Lesson 21: Run Test and Test for Randomness

Lesson 21: Run Test and Test for Randomness

Overview

a person running on a trail

In this lesson, we'll learn how to use what is called the Run Test to test whether the distribution functions F(x) and G(y) of two continuous random variables X and Y, respectively, are equal. That is, we'll use the Run Test to test the null hypothesis:

\(H_0 : F(z)=G(z)\)

against any of the typical alternatives. Note that other than the requirement that the random variables be continuous, no other conditions about the distributions must be met in order for the Run Test to be an appropriate test.

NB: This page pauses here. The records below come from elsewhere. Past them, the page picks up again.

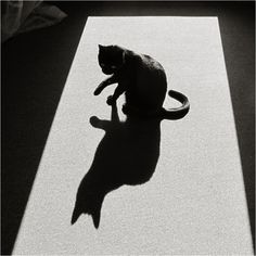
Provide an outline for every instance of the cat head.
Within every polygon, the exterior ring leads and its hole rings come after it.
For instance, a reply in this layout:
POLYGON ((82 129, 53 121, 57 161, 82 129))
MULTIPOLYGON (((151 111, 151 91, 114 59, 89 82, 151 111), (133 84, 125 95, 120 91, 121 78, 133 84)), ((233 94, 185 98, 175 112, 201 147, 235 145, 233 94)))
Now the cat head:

We'll close the lesson with seeing one particular application of the Run Test, namely, that of testing whether a series of observations are random (as opposed to showing some trend or some cycling.)


21.1 - The Run Test

21.1 - The Run Test

Let's start from the beginning... it seems reasonable to think that before we can derive a Run Test, we better know what actually constitutes a run.

What is a run?

Let's suppose we have \(n_1\) observations of the random variable X, and \(n_2\) observations of the random variable Y. Suppose we combine the two sets of independent observations into one larger collection of \(n_1 + n_2\) observations, and then arrange the observations in increasing order of magnitude. If we label from which set each of the ordered observations originally came, we might observe something like this:

example of 6 runs

where x denotes an observation of the random variable X and y denotes an observation of the random variable Y. (We might observe this, for example, if the X values were 0.1, 0.4, 0.5, 0.6, 0.8, and 0.9, and the Y values were 0.2, 0.3, 0.7, 1.0, 1.1, and 1.2). That is, in this case, the smallest of all of the observations is an X value, the second smallest of all of the observations is a Y value, the third smallest of all of the observations is a Y value, the fourth smallest of all of the observations is an X value, and so on. Now, each group of successive values of X and Y is what we call a run. So, in this example, we have six runs. If we instead observed this ordered arrangement:

three runs

we would have three runs. And, if we instead observed this ordered arrangement:

eight runs

we would have eight runs.

Why runs?

The next obvious question is in what way might knowing the number of runs be helpful in testing the null hypothesis of the equality of the distributions F(x) and G(y). Let's investigate that question by taking a look at a few examples. Let's start with the case in which the distributions are equal. In that case, we might observe something like this:

equal distributions

In this particular example, there are eight runs. As you can see, this kind of a picture suggests that when the distributions are equal, the number of runs will likely be large.

Now, let's take a look at one way in which the distribution functions could be unequal. One possibility is that one of the distribution functions is at least as great as the other distribution function at all points z. This situation might look something like this:

one cdf greater than other cdf

In this particular example, there are only two runs. This kind of a situation suggests that when one of the distribution functions is at least as great as the other distribution function, the number of runs will likely be small. Note that this is what the distribution functions might look like if the median of Y was greater than the median of X.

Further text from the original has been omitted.